Facing a badly split Republican Party in the Sunflower State, many GOP leaders at the state and federal level believe that Pompeo would be the best candidate to unify the disparate factions, which would enable him to easily hold the seat in the general election. This, after the party just lost the governorship.
• Tennessee: Former Gov. Bill Haslam (R) left office on Saturday and says he will decide in the next few weeks whether to seek retiring Sen. Lamar Alexander’s (R) open seat. No one has yet come forward to announce his or her candidacy — the prospective field presumably frozen until Haslam makes public his political plans. Should the former governor decide to run, he would quickly become a prohibitive favorite in the Republican primary and general election.
• Alabama: Sen. Doug Jones (D) attempts to win a full term after claiming the special election in 2017. State Auditor Jim Zeigler (R) has already announced his Senate candidacy.
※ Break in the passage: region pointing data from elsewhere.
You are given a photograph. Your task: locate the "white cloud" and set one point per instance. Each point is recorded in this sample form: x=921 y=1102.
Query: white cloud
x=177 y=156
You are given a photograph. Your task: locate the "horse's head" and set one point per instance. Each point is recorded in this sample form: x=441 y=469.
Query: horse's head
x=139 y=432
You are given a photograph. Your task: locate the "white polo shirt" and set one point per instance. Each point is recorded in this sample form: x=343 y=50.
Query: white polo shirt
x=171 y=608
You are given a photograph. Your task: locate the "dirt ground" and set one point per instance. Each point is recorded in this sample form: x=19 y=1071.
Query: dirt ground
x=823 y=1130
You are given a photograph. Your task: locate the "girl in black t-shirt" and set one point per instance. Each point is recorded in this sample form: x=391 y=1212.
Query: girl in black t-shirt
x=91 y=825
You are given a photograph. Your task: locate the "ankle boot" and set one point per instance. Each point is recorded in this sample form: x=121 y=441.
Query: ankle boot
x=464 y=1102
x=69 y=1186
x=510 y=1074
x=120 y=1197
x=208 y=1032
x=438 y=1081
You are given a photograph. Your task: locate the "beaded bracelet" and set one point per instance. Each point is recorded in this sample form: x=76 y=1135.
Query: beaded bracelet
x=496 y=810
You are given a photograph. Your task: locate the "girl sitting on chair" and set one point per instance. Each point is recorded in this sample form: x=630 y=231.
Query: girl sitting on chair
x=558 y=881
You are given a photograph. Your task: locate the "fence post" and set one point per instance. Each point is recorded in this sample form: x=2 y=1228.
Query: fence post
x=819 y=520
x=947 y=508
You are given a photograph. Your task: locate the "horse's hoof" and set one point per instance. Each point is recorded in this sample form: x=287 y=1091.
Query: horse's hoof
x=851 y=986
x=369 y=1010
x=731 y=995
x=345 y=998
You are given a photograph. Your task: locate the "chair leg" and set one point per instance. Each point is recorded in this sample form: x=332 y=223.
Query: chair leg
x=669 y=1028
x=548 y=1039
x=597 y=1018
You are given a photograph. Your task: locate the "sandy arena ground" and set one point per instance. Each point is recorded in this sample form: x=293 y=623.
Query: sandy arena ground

A crowded Republican primary is expected, featuring potentially eight candidates or more possibly including Attorney General Steve Marshall, and Reps. Bradley Byrne (R-Mobile), and Gary Palmer (R-Hoover). Clearly, Alabama will be the Republicans’ strongest conversion opportunity.
• Arizona: Appointed Sen. Martha McSally (R) will presumably run to fill the remaining two years of the current term. Rep. Ruben Gallego (D-Phoenix) says he will make his decision about entering the Senate race in the next few weeks but is reportedly unlikely to announce his plans before the special Phoenix mayoral election scheduled for March 12.
The election of new Congressman Greg Stanton (D-Phoenix), the city’s former mayor who resigned to run for the US House, necessitated the irregular municipal election for the state’s largest city.
Former Attorney General Grant Woods, the Republican turned Democrat, and astronaut Mark Kelly, husband to former Rep. Gabrielle Giffords (D-Tucson), are also potential Democratic senatorial candidates.
• Colorado: So far, five Democrats have already announced their candidacies vying for the opportunity of opposing first-term Sen. Cory Gardner (R). None have any elected background except former state House Speaker Andrew Romanoff (D), who has lost previous races for both the US Senate and House. Stronger candidates are expected, and this will be a highly competitive race.
• Georgia: It’s likely that we won’t have a clear picture of the opposition situation facing first-term Sen. David Perdue (R) until the end of March. Former state House minority leader and 2018 Democratic gubernatorial nominee Stacey Abrams (D), who came within one and a half percentage points of winning the chief executive position, says she will make her decision about a Senate run at that time.
The Democratic prospective field will remain suspended in place until Abrams, who would clearly become a consensus candidate for the party nomination, plans her next political move.
• Illinois: Senate Minority Whip Dick Durbin (D) has already drawn an announced Democratic primary opponent. New state Rep. Anne Stava-Murray (D-Naperville) declared her US Senate candidacy even before she took office. Sen. Durbin is expected to easily win re-nomination and re-election to a fifth term.
• Mississippi: Sen. Cindy Hyde-Smith (R) defeated former US agriculture secretary and ex-Mississippi Congressman Mike Espy (D) by eight percentage points in the 2018 special election, but it appears that a re-match is in the offing. Espy has already announced his intention to run for the full six-year term in 2020.
• North Carolina: One Charlotte area office holder has already announced his challenge to first-term Sen. Thom Tillis (R), and another will apparently soon follow suit. Mecklenburg County at-large Commissioner Trevor Fuller (D) is in the race. Reports suggest that state Sen. Jeff Jackson (D-Charlotte) will also become a candidate. We can expect a crowded Democratic field to form before the May 2020 party primary.